How To Find Meaning in Life With Physics And Comedy

This is the story of up-and-coming physicist and comedian Rupesh Mahore.

Einstein had once said, "Put your hand on a hot stove for a minute, and it seems like an hour. Sit with a pretty girl for an hour, and it seems like a minute." That was him describing his famous theory of relativity, but if you've chuckled to yourself after reading it, then you are in good company.

Because according to physicist and comedian Rupesh Mahore, physics and comedy have helped him find purpose in life. How so?

Like others in India, Rupesh was brought up (and trained) to believe that engineering was the most respected profession ever. After many years of severe hard work, he managed to enter one of the top institutes in the country, IIT-Delhi.

And to pursue what again? A bachelors degree in textile technology; Rupesh didn't even know if that was a thing, to be honest!

Fast forward to today: Rupesh is a physics student at NIT Rourkela instead, and at the same time, one of the popular faces in Eastern India's comedy circuit, having shared the stage with likes of Zakir Khan, Atul Khatri, Sorabh Pant and others!

A trio of comics

Leading English daily The Times of India has described his humour as "intellectual and authoritative". But besides being a comic, Rupesh is an educator as well.

He says, "When teaching physics, there is deep honesty and integrity if I am able to deliver fundamentals of the universe to a student and give a better perspective to it."

Rupesh has worked under the guidance of Professor H.C. Verma, best-selling author of Concepts of Physics. Considering his research on materials science, Rupesh has been selected to work at Indian space agency's Laboratory of Electro Optical Systems (LEOS) where he would be working for the mission of Chandrayaan-2 and Gaganyaan.

With Professor Verma

But in order to be where he is at today, Rupesh has had to make bold decisions in the past. He dropped out of engineering college in 2016, "If it wasn't for physics, I wouldn't be here," Rupesh adds.

Convincing his family and asking for their support was a difficult phase in life. Talking about it further, he says, "In India, students and their guardians are not aware of the diverse range of career choices available, which has led to students ending up in a flock. We need to see sciences and arts in the right manner to actually live the best life possible."
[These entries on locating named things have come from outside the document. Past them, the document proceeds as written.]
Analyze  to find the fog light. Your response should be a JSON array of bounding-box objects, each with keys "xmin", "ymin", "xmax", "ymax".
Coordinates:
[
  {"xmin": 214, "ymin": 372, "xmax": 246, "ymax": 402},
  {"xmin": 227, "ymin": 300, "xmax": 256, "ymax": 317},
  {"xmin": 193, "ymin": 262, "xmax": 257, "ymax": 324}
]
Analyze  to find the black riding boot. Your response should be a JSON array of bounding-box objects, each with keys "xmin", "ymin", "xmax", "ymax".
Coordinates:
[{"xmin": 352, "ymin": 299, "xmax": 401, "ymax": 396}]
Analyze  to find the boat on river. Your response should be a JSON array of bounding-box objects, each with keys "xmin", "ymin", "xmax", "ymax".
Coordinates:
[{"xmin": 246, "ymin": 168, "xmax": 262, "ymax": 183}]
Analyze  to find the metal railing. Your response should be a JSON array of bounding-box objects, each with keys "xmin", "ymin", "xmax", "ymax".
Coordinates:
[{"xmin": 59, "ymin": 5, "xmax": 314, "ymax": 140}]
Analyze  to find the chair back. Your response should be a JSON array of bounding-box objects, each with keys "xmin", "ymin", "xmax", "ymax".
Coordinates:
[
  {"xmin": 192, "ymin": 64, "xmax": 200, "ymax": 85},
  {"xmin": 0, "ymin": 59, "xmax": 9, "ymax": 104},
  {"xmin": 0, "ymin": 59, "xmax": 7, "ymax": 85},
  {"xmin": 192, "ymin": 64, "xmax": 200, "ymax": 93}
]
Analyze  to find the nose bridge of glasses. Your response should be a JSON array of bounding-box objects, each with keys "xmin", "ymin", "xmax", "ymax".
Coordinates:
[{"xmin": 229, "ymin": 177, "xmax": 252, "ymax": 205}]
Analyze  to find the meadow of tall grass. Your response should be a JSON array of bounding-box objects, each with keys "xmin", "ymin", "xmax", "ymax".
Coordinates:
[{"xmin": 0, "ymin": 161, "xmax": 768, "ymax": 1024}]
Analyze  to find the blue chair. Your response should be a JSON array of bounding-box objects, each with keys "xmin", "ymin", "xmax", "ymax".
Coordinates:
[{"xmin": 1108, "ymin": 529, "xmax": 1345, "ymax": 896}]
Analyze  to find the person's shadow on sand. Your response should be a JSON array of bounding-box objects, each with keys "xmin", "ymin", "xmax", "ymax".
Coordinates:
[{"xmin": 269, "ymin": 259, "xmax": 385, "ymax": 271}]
After dropping out, Rupesh started teaching physics to high school students in his locality earning a bare minimum. Then, one thing led to another and he began performing on stage.

canvas laugh club

In the midst of recognition and fame on stage, Rupesh did not forget his love for physics. To carry out his interests in it, he joined the course of integrated physics at NIT in Rourkela. Here, he completed writing his first research paper on nano-fabrication.

Rupesh says, "For me, physics has allowed me to understand the world for better and stand-up comedy a liberating art form has given me solace." Clearly, his example is enough to inspire any physics student (who also has some sense of humour).